Naja, n Alu Rahmen isses ja schon oder? der wigt doch bestimmt ned über 3kg!


----------



## gonzo_trial (23. Februar 2003)

der wiegt in keinem fall mehr als 2,2kg egal ob stahl oder alu is ja immerhin nen XC Rahmen!


----------



## Kohlwheelz (21. Juni 2003)

So, muss nochma das Thema hier aufwärmen, bin vielleicht am Überlegen mir nen Pitbull zu holen, weil Gewischt is mir schnuppe! Mein Devil wigt auch nich 1,8 sondern 2,2! Das Kilo mehr, mach ich halt mal Sport und mach n Kilo weg  Meine Frage nun, Wie Lang sind die Kettenstreben und wie ist der Lenkwinkel, Oberrohrlänge? Hier http://unrealcycles.com/items/plx-pitbull.htm steht das alles in Zoll aber kein Plan wie viel das genau is! 

Danke schonma Leudde!


----------



## [YoSHi] (22. Juni 2003)

1 zoll = 2,54 cm

oder einfach mal googlen gibt 1000e umrechner


----------



## Kohlwheelz (22. Juni 2003)

Naja, bin halt n fauler  Aber Danke.


----------



## billi (22. Juni 2003)

ehm da steht das der rahmen 7 pfund wiegt , des sind etas weniger als 3,5 kilo 
und wenn die das schreiben wird das schon so ungefair hinhauen und da giebts dann net ne abweichung von einem kilo , das glaub ich nun wirklich nicht 
aber kauf ihn dir mal , will mal wissen wie der is


----------



## MTB-News.de




----------



## Kohlwheelz (22. Juni 2003)

zu befehl


----------



## Nforcer (29. Juni 2004)

Hat ihn inzwischen jemand?!


----------



## Bexder (29. Juni 2004)

hier ich fahr den aber eher zum dirten

stahl 3,2kg aber saugeil das ding


----------



## Nforcer (30. Juni 2004)

Bexder schrieb:
			
		

> hier ich fahr den aber eher zum dirten
> 
> stahl 3,2kg aber saugeil das ding



geil, wie ist das mit dem gewicht, macht sich das bemerkbar.
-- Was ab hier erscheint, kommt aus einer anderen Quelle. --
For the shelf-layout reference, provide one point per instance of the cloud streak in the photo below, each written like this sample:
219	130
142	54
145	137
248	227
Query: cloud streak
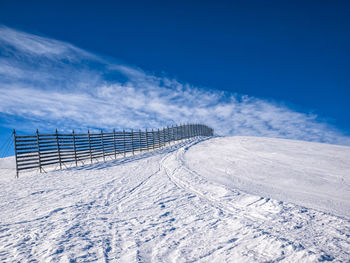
45	83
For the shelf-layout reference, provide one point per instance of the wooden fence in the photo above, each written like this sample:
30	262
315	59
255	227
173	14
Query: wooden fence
40	150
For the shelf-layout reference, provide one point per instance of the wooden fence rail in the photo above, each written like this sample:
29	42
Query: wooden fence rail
40	150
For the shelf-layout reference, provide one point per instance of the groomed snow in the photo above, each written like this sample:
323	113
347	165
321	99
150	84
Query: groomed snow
219	200
314	175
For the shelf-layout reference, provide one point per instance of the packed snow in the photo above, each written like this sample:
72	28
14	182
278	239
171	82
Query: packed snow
229	199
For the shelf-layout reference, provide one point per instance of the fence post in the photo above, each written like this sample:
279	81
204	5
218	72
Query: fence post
15	143
58	150
147	140
159	145
75	150
38	145
124	143
114	145
90	152
140	144
163	136
168	130
103	146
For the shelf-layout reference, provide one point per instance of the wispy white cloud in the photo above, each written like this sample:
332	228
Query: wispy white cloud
45	83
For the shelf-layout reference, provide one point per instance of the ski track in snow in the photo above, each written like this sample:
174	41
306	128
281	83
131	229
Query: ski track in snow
154	208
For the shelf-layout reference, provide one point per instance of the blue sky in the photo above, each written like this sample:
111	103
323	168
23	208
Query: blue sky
266	68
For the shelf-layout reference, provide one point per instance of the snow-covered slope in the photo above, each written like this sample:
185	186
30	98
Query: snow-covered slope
311	174
219	200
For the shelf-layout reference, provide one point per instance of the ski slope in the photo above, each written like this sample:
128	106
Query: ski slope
230	199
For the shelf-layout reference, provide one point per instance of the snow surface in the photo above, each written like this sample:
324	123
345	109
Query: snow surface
231	199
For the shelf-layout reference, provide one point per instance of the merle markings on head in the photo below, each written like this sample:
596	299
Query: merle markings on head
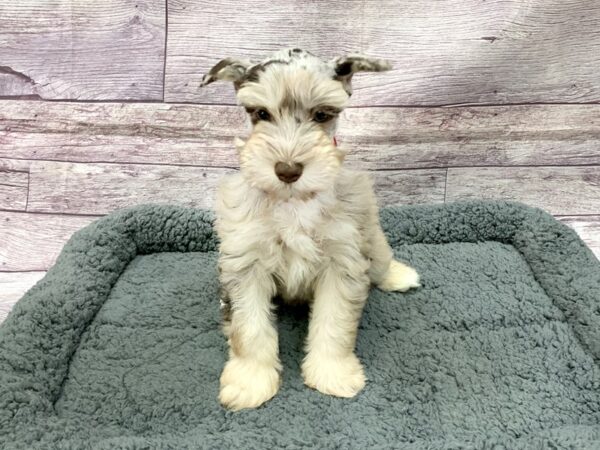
293	99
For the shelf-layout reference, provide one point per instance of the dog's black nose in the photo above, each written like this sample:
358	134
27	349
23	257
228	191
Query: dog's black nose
288	173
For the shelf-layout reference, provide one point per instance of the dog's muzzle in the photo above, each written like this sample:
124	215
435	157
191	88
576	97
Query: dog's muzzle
288	173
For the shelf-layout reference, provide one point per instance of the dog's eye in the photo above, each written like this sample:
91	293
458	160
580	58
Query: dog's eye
263	114
321	117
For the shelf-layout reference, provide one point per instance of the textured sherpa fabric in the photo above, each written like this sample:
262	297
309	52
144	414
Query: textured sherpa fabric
119	346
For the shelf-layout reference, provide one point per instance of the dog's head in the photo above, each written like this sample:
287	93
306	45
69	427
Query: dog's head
293	99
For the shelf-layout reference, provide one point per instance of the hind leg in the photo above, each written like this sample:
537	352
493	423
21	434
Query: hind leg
385	272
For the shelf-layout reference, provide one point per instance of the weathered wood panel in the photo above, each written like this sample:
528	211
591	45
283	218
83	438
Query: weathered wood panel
588	228
457	51
78	188
406	187
13	186
377	138
12	287
31	242
101	188
79	49
559	190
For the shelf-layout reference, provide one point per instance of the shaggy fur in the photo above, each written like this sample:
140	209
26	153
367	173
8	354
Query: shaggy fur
119	346
294	223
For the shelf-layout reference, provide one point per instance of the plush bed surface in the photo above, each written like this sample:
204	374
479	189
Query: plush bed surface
119	345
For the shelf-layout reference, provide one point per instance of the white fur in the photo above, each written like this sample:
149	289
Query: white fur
316	240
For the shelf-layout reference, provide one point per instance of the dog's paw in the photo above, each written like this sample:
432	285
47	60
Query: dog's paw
247	384
341	377
399	277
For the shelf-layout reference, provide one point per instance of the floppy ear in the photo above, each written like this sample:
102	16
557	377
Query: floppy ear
346	66
228	69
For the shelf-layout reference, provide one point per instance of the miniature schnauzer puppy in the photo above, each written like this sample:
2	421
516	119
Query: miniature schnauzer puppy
293	222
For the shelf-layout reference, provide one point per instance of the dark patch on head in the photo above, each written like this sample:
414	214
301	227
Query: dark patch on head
331	110
253	73
344	69
220	65
288	102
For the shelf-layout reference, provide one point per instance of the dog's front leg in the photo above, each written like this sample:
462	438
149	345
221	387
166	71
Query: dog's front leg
330	365
252	374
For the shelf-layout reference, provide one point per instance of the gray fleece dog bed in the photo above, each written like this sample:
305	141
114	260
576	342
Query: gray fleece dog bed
119	345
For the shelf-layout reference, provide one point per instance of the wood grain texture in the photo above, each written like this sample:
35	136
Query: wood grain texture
559	190
78	188
588	228
12	287
376	138
452	52
100	188
77	49
14	180
31	242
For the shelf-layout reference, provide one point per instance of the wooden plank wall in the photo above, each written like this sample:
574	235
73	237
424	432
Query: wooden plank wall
100	106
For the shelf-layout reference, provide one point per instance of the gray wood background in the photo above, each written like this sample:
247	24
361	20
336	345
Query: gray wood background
100	106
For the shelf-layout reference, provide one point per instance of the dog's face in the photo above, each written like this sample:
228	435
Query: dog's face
293	100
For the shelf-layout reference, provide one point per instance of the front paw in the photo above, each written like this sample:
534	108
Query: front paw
247	384
341	377
399	277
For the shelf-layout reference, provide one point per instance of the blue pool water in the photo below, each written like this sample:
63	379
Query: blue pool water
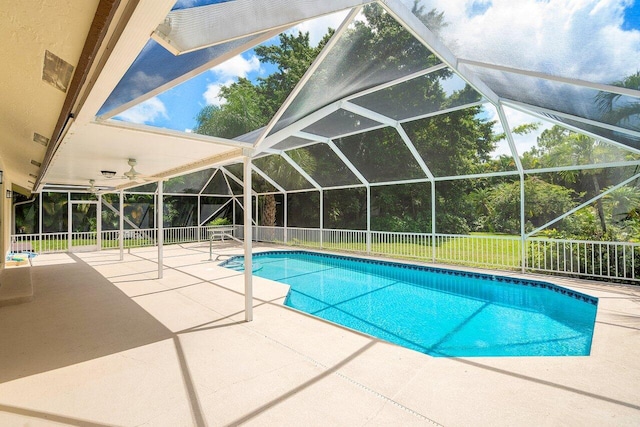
436	311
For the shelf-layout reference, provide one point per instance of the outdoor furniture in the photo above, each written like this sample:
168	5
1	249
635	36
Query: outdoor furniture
220	233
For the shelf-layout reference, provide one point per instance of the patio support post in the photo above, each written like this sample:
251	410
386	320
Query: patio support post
99	223
286	217
433	221
40	221
121	225
160	227
321	216
248	264
70	223
368	219
523	236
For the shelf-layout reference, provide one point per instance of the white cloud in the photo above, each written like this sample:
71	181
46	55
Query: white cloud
573	38
144	113
238	66
212	94
227	73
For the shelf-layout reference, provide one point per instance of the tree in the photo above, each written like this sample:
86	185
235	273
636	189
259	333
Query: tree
544	202
561	147
615	110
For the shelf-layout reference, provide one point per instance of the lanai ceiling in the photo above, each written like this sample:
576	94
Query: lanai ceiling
126	53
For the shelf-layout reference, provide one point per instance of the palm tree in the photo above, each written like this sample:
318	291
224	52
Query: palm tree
284	174
627	113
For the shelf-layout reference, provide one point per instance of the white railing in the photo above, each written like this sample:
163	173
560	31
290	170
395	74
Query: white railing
502	252
345	240
309	237
595	259
402	245
609	260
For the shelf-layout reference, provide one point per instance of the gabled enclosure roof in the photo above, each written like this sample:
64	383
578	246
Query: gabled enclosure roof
574	67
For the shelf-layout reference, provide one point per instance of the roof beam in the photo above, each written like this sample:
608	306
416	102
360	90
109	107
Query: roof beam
536	111
267	178
301	171
191	74
403	15
305	78
186	30
576	82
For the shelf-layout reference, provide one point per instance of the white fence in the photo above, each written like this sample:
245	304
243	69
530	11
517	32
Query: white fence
594	259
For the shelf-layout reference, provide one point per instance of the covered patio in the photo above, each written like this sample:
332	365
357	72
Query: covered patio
148	329
107	343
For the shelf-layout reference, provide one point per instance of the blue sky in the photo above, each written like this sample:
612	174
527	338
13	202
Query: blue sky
596	40
177	108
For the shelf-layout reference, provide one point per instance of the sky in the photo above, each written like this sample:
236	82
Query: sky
595	40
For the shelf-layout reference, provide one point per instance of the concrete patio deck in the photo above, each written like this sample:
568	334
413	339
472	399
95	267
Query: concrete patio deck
105	343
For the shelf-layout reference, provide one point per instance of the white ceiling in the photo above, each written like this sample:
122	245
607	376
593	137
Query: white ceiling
28	29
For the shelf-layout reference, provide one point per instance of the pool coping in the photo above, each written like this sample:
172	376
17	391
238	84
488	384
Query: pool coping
442	270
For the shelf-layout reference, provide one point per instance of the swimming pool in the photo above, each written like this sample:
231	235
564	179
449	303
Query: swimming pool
437	311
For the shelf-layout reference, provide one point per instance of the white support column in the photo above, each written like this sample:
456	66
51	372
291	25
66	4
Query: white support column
160	227
286	218
40	219
516	158
368	219
248	256
433	221
99	223
121	225
321	216
69	223
523	236
199	219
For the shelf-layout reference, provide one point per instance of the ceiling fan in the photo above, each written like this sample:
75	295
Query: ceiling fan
97	190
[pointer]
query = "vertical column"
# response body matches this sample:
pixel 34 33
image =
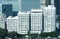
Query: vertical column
pixel 19 2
Und wie ist das mit der Größe wie groß bist du? Weil ich hab son bissel schiss mit meinen 1,93. Ich will ja schließlich auch noch von Spot zu Spot kommen


----------



## Bexder (30. Juni 2004)

die schlurre wiegt insgesamt jetzt mit hayes und DJ2/04 18,2kg macht sich darin bemerkbar das dass gute stück dich automatisch wieder auf den boden zurückholt   nee ma im ernst s geht ich bin eh nich so der leichtbaufetischist also mir gefällts so wies is handeln lässt es sich super
ich bin 1.74m groß ansonsten sattelstütze raus bis maximum dann kannste auch damit von spot zu spot cruisen


----------



## Deleted3300 (16. August 2004)

HI!

Hab den auch bestellt. Sag ma Wie viel Federweg hat die Gabel? 100mm? Ist des vom Lenkwinkel noch ok? Will den mit ner Z1 fahren, mit 100mm, für Street und ach alles zum reinlassen :=)

gruß,
reno


----------



## MTB-News.de




----------



## Bexder (16. August 2004)

ich hab gerade 100 hatte schon 110120130 drinn geht alles


----------



## Deleted3300 (17. August 2004)

Hey!

Mhhh hört sich ja gut an ... Nur so als Idee: Ist der für Doppelbrücken freigegeben? Macht zwar keinen Sinn, aber interessieren würde es mich trotzdem!

gruß,
reno


----------



## Kohlwheelz (17. August 2004)

Boah Leute, geht in euer Komisches DUal oder Dirt oder was weiss ich für n Forum und labert über den Scheiss. Der Pitbull is n Trial Rahmen auch wenn keine guter


----------



## Bexder (18. August 2004)

Kohlwheelz schrieb:
			
		

> Boah Leute, geht in euer Komisches DUal oder Dirt oder was weiss ich für n Forum und labert über den Scheiss. Der Pitbull is n Trial Rahmen auch wenn keine guter



hier ma n originalauszug aus dem original FAQ von Planet-X

Q:   What is the pitbull frame actually used for Urban, 4X, trials?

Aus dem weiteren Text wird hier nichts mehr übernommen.